財産の行き先は必ずしも相続人だけとは限りません。
近年では、自分の財産の一部を社会のために役立てたいと考え、寄付という形で財産を使うことを検討する方も増えています。教育、福祉、医療、文化など、さまざまな分野で寄付が社会を支える仕組みとなっています。
生前に行う寄付とは
生前に行う寄付とは、本人が生きている間に、国や地方公共団体、公益法人などに対して金銭や財産を提供することをいいます。
寄付は、教育や文化の振興、社会福祉の充実など、公益的な目的のために活用されます。
財産を家族に残すという選択だけでなく、社会に還元するという考え方も、近年では広く知られるようになってきました。
寄付金控除という税制
一定の団体に対して寄付を行った場合には、税制上の優遇を受けることができます。
これを寄付金控除といいます。寄付金控除とは、寄付した金額の一部を所得から差し引くことができる制度です。控除の対象となる寄付は、特定寄付金と呼ばれています。
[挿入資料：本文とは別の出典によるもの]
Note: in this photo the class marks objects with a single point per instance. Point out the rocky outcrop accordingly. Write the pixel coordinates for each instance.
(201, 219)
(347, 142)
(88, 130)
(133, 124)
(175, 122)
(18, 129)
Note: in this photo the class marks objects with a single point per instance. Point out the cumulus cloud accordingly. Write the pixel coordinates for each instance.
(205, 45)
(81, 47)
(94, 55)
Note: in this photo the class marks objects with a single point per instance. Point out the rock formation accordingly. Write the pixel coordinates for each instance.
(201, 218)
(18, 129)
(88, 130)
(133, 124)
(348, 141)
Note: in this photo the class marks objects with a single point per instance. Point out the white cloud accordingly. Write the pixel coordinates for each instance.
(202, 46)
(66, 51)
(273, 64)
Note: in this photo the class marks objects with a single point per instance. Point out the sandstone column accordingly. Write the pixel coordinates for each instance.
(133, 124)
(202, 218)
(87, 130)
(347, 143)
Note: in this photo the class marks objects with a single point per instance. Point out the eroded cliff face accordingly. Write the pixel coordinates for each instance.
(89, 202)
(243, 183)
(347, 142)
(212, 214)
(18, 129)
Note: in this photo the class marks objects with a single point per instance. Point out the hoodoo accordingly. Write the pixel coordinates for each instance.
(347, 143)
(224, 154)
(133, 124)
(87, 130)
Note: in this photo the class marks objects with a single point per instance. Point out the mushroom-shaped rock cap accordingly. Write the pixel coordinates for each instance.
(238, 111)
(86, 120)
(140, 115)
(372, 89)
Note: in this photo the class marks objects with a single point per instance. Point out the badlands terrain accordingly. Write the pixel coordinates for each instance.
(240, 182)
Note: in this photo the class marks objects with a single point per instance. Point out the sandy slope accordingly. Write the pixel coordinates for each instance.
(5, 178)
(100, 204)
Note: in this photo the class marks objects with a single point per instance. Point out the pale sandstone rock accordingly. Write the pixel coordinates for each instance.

特定寄付金に該当する寄付としては、たとえば次のようなものがあります。
- 国や地方公共団体に対する寄付
- 公益社団法人や公益財団法人への寄付
- 認定NPO法人への寄付
- 教育や科学、文化の振興などを目的とする団体への寄付
これらの団体に対して行った寄付は、税制上の優遇措置の対象となる場合があります。
特定寄付金とは
特定寄付金とは、税制上の控除を受けることができる寄付のことをいいます。ただし、すべての寄付が対象になるわけではありません。
寄付した人に特別な利益が生じるようなものは、特定寄付金には該当しないとされています。
たとえば、学校への入学の見返りとして行う寄付などは、特定寄付金とは認められない場合があります。
このような寄付は、税制上の控除の対象とはならないことがあります。そのため、寄付を行う際には、その寄付が特定寄付金に該当するかどうかを確認することが重要になります。
寄付の対象となる主な団体
寄付の対象となる団体には、さまざまなものがあります。
代表的なものとしては次のような団体があります。
- 国や地方公共団体
- 公益社団法人・公益財団法人
- 社会福祉法人
- 学校法人
- 認定NPO法人
これらの団体は、教育、文化、福祉などの公益目的の事業を行う団体として位置づけられています。
そのため、こうした団体に対して行われた寄付については、一定の要件を満たす場合に寄付金控除の対象となることがあります。
財産を寄付するという選択
相続対策というと、どうしても財産を誰に残すかという意識で考えることが多いと思います。しかし、財産の使い道にはさまざまな選択肢があります。
社会のために寄付をする、公益活動に役立てるといった選択肢もあるのです。
ただ、生前にする寄付と、遺言によってする寄付(自身の死後にされる寄付)とでは、制度や税制の取扱いが異なります。
寄付は、相続人がいない場合だけに検討されるものではありません。
自分の意思で財産の一部を社会に役立てたいと考える場合にも、選択肢の一つとなります。